L'affectation des revenus de l'or de la BNS divise profondément le Parti radical, ce qui n'est pas pour réjouir Kaspar Villiger. Le PRD délivrera son mot d'ordre dans une semaine à Zoug. La décision s'annonce difficile. Elle risque surtout de ne pas être représentative, car le parti a rarement été aussi tourmenté à la veille d'un scrutin. «Nous sommes clairement contre l'initiative de l'UDC, qui veut affecter l'entier des réserves à l'AVS. Il est en revanche vrai qu'il y a chez nous des avis divergents à propos du contre-projet. Nous en débattrons démocratiquement lors de notre assemblée de la semaine prochaine et les délégués décideront», résume le président du parti, Gerold Bührer.

Deux positions s'affrontent, et cela depuis ce printemps. La première consiste à défendre le contre-projet et, par conséquent, la Fondation Suisse solidaire qui en constitue l'un des trois piliers. Ce camp est emmené par la cheffe du groupe parlementaire, Christine Beerli, coprésidente du comité de soutien. On y retrouve 29 des 60 parlementaires radicaux, notamment l'ancien président du parti Franz Steinegger, et la vice-présidente, Christiane Langenberger. L'autre camp recommande le rejet à la fois de l'initiative et du contre-projet. Le comité du double non qui s'est constitué durant l'été rassemble 24 parlementaires radicaux. Ils ne sont pas tous alémaniques. Outre des personnalités telles que le sénateur appenzellois Hans-Rudolf Merz ou la conseillère nationale argovienne Christine Egerszegi, on y trouve en effet les Vaudois Charles Favre, Marcel Sandoz et Yves Guisan, ainsi que le Neuchâtelois Claude Frey.

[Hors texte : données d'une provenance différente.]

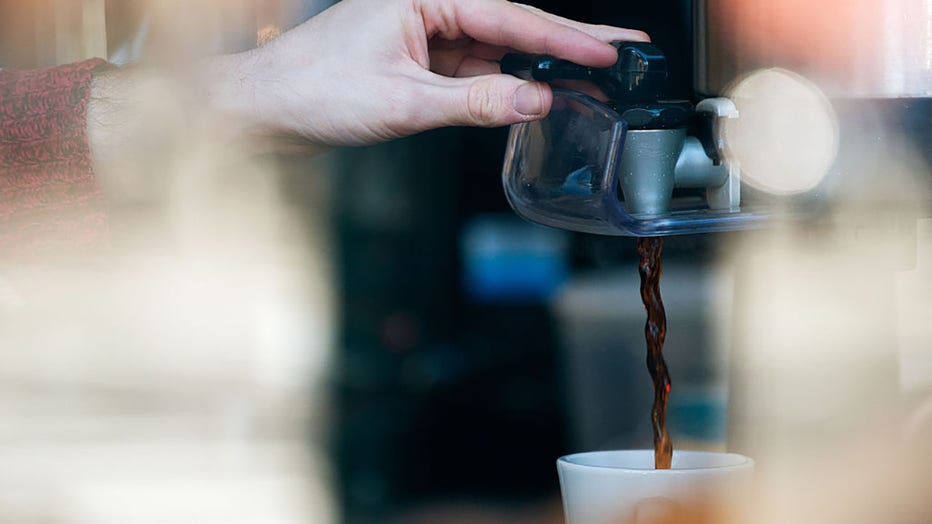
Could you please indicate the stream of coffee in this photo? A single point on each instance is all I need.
(650, 267)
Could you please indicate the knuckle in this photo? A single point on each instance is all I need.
(482, 105)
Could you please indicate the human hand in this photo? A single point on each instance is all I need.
(366, 71)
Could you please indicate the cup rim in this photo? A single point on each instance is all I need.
(584, 460)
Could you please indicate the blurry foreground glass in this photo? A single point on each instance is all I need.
(622, 487)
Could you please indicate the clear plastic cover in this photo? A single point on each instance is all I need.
(562, 171)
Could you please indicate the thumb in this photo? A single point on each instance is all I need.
(492, 100)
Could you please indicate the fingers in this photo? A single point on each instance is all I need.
(505, 24)
(489, 100)
(606, 33)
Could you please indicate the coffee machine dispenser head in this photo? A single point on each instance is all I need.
(612, 167)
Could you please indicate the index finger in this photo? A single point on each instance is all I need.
(505, 24)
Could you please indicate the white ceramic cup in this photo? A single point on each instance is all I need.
(622, 487)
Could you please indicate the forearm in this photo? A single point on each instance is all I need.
(145, 123)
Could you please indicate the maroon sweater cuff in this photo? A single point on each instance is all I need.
(50, 202)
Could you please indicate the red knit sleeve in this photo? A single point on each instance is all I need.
(50, 202)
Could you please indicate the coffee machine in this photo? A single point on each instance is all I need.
(833, 273)
(628, 161)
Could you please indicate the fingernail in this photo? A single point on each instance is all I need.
(529, 100)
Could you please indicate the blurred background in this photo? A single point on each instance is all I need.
(372, 335)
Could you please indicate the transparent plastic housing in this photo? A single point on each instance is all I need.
(562, 171)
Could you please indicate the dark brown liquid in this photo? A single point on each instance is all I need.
(650, 267)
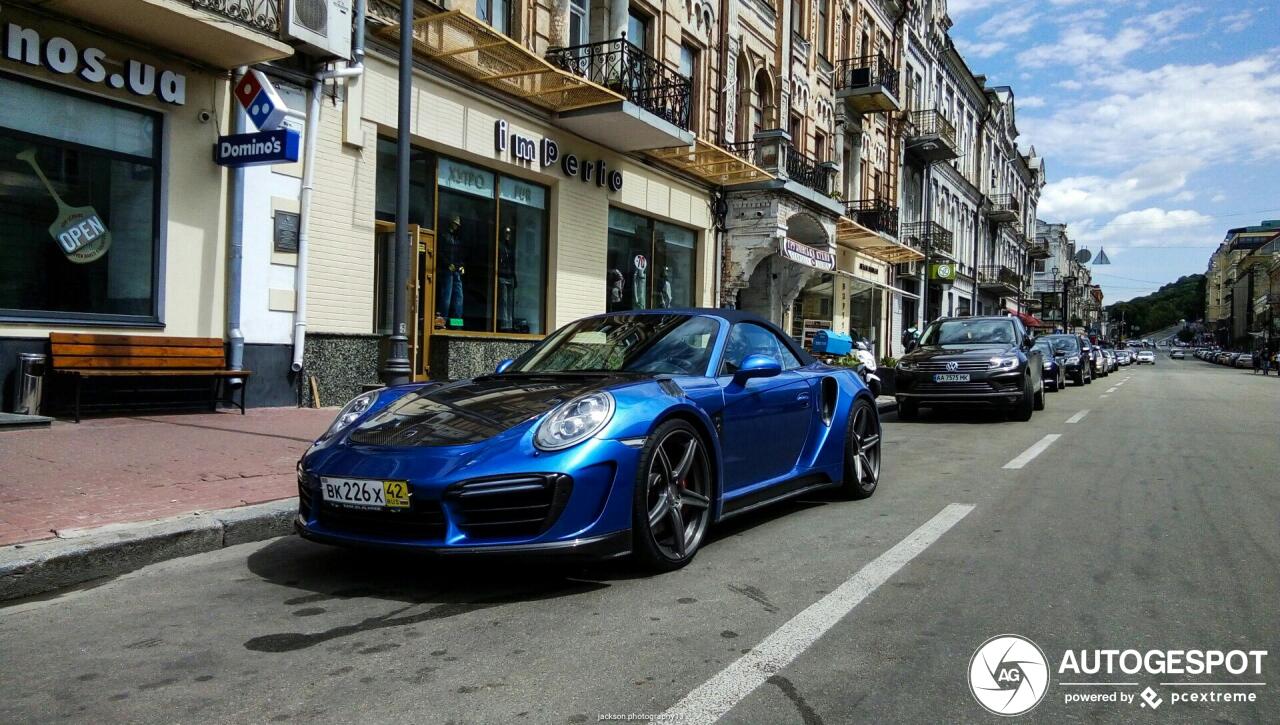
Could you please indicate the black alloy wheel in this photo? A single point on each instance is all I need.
(673, 497)
(862, 451)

Ce comité propose la stratégie suivante. Si l'initiative et le contre-projet sont tous les deux refusés le 22 septembre, les revenus de l'or mis en vente seront distribués en vertu de l'article 99 de la Constitution fédérale, qui définit la répartition du bénéfice annuel de la BNS: deux tiers reviendront aux cantons, le dernier tiers étant attribué à la Confédération. L'objectif est d'utiliser ce trésor aurifère pour réduire la dette. Jeudi, les Jeunes radicaux se sont alignés sur cette position. «Nous sommes d'avis que la réduction de la dette est la seule affectation raisonnable», commente Bernhard Schürch, jeune radical genevois. «De cette manière, les ressources financières qui ne devront pas être utilisées pour payer les intérêts de la dette pourront être investies dans la formation, la recherche et des projets d'envergure nationale», ajoute Daniel Helfenfinger, président des Jeunes radicaux.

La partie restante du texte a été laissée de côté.